Les pieds et paquets phocéens passent tels un souffle avant un surprenant rafraîchissement, un shooter de pression glacée d’absinthe des Alpes de Haute Provence. Le suprême de pintade de la ferme de Monsieur Pons se rôtit aux cerises de Joucas, sauce Maturini aux cerises, pomme fondante, fruitée noire. La faisselle de chèvre et baies rouges adoucie au miel de lavande augure du paysage, du fenouil des jardins autour de la ruche, de ce soufflé chaud à l’hydromel, crème glacée au miel de lavande. L’appontage se s’achève en cade de bonbons des treize desserts.      
 
Xavier MATHIEU ébauche la vérité de sa cuisine provençale, profonde, complexe et structurée : « Ma vision de la Provence vécue des terres, loin de la mer et de l’eau, sauf pour la truite de la Sorgue » (Cf.
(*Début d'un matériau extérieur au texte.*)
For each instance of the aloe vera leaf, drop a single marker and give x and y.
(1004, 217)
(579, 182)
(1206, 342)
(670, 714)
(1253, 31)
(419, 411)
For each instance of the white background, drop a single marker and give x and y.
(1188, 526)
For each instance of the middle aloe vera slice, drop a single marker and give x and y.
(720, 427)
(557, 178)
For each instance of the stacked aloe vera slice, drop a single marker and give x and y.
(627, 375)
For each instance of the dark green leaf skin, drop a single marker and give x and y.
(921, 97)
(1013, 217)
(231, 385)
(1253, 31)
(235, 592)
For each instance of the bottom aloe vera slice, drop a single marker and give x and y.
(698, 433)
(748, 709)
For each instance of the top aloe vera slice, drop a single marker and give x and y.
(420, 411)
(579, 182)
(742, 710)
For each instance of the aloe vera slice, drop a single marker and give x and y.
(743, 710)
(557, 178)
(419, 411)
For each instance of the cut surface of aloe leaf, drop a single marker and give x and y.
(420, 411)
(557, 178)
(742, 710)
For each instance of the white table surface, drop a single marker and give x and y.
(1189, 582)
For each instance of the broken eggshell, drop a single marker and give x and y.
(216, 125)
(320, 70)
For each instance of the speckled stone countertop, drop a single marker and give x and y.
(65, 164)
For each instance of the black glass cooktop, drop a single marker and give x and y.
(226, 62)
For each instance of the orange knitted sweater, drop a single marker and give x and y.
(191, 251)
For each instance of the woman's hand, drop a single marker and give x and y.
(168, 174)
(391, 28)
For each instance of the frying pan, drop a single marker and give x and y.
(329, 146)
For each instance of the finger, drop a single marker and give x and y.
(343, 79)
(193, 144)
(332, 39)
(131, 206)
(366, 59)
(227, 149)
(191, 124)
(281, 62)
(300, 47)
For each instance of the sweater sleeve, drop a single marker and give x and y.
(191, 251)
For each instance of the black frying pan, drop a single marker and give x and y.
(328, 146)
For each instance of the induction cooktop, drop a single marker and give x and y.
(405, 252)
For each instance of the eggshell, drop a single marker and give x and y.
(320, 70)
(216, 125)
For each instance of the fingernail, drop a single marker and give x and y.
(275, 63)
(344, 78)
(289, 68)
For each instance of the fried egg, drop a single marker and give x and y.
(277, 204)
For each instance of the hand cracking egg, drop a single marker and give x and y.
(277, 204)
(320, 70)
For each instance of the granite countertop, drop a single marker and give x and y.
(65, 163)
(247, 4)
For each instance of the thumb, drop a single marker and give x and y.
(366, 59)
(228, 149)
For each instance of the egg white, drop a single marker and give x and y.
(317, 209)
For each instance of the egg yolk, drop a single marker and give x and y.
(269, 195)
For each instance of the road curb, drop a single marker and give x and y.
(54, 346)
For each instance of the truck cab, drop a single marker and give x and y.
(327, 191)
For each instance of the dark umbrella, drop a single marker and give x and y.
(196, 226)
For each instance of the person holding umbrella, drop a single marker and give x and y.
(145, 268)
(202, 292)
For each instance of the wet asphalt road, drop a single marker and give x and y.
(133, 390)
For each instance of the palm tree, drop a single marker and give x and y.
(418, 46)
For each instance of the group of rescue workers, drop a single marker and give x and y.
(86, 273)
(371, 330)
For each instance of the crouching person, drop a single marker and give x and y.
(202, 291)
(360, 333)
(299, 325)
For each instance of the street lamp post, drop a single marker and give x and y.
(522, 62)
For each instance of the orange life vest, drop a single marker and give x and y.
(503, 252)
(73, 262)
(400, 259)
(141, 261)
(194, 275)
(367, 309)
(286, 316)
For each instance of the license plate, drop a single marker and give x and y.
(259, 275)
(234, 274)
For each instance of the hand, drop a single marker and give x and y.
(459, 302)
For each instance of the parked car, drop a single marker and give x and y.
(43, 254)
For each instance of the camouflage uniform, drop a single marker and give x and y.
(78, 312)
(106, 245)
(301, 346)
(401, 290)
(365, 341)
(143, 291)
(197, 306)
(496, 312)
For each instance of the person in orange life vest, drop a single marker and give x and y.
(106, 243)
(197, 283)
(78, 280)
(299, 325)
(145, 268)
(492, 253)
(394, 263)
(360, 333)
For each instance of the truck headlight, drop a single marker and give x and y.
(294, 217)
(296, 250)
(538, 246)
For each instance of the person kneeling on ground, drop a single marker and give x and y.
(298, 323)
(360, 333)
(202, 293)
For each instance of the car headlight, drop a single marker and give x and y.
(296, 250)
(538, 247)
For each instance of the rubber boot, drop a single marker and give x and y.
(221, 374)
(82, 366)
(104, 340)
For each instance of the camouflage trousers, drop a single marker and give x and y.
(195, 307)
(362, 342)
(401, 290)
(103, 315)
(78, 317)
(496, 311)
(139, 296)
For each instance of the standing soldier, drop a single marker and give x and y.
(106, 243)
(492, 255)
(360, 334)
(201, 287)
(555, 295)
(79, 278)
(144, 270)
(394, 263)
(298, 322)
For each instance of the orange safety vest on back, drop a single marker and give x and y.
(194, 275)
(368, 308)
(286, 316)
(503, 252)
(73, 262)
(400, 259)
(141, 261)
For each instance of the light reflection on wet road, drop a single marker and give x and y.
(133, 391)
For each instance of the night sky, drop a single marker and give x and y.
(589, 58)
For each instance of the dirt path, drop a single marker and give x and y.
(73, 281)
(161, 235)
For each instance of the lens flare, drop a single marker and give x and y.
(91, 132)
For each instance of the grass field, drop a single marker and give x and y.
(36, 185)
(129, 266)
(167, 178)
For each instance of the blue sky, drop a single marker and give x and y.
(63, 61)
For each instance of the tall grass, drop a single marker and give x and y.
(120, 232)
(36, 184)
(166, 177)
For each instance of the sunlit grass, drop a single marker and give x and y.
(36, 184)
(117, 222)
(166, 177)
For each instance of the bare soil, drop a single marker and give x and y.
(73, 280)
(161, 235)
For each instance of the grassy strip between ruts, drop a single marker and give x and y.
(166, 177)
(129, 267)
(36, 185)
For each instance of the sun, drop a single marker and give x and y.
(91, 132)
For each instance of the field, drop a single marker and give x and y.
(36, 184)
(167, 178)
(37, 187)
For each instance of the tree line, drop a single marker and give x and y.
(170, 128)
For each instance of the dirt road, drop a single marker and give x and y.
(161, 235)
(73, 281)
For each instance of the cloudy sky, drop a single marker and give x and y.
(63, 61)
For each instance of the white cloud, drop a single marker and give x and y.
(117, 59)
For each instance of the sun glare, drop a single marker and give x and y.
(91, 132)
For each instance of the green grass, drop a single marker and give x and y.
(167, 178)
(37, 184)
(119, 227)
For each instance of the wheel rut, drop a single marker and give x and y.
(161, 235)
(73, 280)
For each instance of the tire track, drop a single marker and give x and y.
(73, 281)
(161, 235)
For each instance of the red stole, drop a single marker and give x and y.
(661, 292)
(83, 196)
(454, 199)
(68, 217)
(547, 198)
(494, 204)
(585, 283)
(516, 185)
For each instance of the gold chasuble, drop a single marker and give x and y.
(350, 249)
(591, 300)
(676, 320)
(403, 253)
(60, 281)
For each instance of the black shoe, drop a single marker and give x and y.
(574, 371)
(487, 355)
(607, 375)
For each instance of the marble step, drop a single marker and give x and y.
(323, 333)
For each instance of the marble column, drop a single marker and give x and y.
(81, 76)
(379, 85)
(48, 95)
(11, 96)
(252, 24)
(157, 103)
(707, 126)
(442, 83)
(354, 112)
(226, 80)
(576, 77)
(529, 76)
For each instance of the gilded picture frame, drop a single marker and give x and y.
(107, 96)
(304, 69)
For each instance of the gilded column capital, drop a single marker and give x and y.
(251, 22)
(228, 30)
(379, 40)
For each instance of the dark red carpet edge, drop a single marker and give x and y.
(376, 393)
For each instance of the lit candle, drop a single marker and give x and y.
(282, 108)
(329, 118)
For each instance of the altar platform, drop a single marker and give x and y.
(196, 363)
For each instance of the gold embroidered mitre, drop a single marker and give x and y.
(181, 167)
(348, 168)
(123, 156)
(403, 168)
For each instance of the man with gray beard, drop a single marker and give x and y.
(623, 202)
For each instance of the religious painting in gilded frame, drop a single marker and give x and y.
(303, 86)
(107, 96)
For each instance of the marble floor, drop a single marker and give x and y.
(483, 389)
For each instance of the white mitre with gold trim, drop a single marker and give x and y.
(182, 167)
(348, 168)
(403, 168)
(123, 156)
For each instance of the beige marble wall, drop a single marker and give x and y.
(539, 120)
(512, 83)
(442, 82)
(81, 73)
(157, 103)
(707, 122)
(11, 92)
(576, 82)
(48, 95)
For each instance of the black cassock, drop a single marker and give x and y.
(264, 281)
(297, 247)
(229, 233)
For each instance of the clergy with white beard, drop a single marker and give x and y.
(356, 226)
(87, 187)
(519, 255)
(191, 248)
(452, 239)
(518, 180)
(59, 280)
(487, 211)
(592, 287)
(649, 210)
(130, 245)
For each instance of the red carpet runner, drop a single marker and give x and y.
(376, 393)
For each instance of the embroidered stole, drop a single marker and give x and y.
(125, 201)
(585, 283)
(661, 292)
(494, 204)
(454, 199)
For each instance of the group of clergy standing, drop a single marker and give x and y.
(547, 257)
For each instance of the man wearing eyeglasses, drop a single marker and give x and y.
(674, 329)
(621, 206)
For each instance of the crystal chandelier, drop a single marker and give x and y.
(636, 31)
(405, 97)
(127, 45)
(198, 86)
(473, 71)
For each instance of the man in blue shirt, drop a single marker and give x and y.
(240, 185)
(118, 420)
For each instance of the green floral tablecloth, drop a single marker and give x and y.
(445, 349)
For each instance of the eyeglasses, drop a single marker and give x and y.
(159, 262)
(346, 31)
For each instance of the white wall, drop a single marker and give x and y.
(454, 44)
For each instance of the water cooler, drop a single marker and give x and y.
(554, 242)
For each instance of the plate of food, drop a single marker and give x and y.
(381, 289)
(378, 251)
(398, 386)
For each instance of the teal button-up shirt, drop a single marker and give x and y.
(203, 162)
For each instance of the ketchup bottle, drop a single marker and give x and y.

Ma cuisine provençale, Editions Brigitte EVENO, Boulogne-Billancourt, 28 avril 2025). Cette rare manière intime de s’ancrer dans la discrétion de son terroir où préexiste une histoire des origines et une géographie des éléments de ses lointains caractérise la place singulière de l’équilibre, l’épure de la droiture, l’histoire subjective de la mémoire dans un désir d’élégance.
 
La Provence, corps et âme, s’envole alors dans la conscience du sens des saveurs, dans une inspiration, variation sur la genèse, musique des sources. Des souvenances miroitées de l’enfance à la Villa des Anges, l’homme à la chevelure immaculée arbore l’épiphanie de son secret, le monde en résonance : « Bien manger est une expérience, une surprise, un souvenir longtemps après ».